By regulation, the THC level of the cannabis plant cannabis sativa For the manufacture of products for medicinal or pharmaceutical use it cannot exceed 0.3%. Above that value, it is considered a crop with psychoactive properties. The plant naturally expresses a higher percentage of THC than is allowed and must be subjected to complex extraction processes to eliminate this cannabinoid with a high cost.

These genetically edited crops will be the solution to the problem that generates millionaire losers for the industry and will position us as a benchmark in biotechnology applied to this crop, says Oliveira.

With previous experience in highly complex biotechnology projects, such as the cloning of horses and improvements with genetic engineering of crops such as soybeans, wheat and alfalfa, the team has since last year focused on their new venture, the main objective of which is to : Developing them based on technology known as own gene editing tools CRISPR-Cas9 To be able to optimize the properties of the plant. with them biological scissors, the researchers claim they can edit DNA precisely and efficiently.
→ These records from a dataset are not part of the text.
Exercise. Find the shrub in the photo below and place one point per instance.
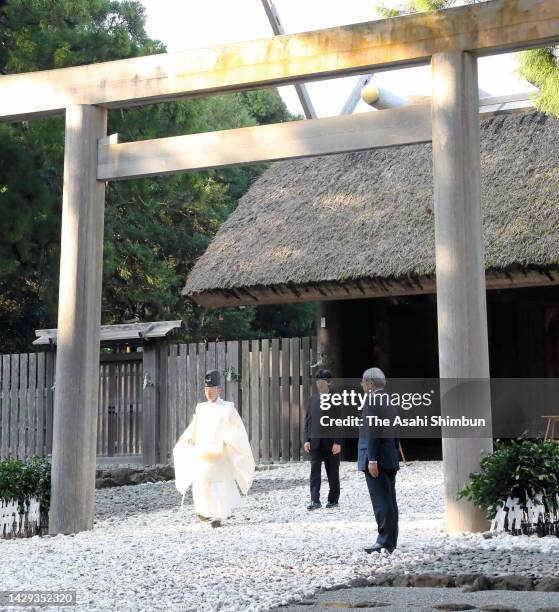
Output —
(516, 468)
(24, 480)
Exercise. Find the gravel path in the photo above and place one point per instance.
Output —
(146, 553)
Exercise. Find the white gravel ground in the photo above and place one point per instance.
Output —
(146, 553)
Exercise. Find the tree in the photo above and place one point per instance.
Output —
(154, 228)
(540, 67)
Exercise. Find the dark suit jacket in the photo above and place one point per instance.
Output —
(312, 419)
(374, 447)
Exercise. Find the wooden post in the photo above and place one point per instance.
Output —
(150, 404)
(461, 302)
(329, 335)
(79, 320)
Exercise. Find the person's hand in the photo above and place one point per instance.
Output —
(373, 469)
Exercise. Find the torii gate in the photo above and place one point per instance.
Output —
(450, 40)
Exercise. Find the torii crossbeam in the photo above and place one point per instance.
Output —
(451, 40)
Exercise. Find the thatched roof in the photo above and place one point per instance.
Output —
(368, 217)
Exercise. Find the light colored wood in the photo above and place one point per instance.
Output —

The first step was to identify the gene that needed to be worked on. In this case, it is associated with the presence of THC in the plant. The team then designed biological scissors to introduce into the plant: an enzyme that cuts d n With a ribonucleic acid guide (arn) to accurately orient the region of the genome to modify it.

We apply an editing strategy in which genetic material from outside the plant is not used. For that we separate the cells from the plants and remove their cell wall. These cells (protoplasts) co-incubate with enzymes and guide [de ARN] To carry out editing, which aims to disrupt and lose its function as the gene responsible for THC synthesis. This makes it possible to produce better plants, without being considered transgenic, explains Oliveira. Country, Once these edited cells are obtained, they are selected and reproduced in a new plant through in vitro culture [en pequeos recipientes con agar rico en hormonas y nutrientes], In the greenhouse, they are molecularly evaluated to check their growth success.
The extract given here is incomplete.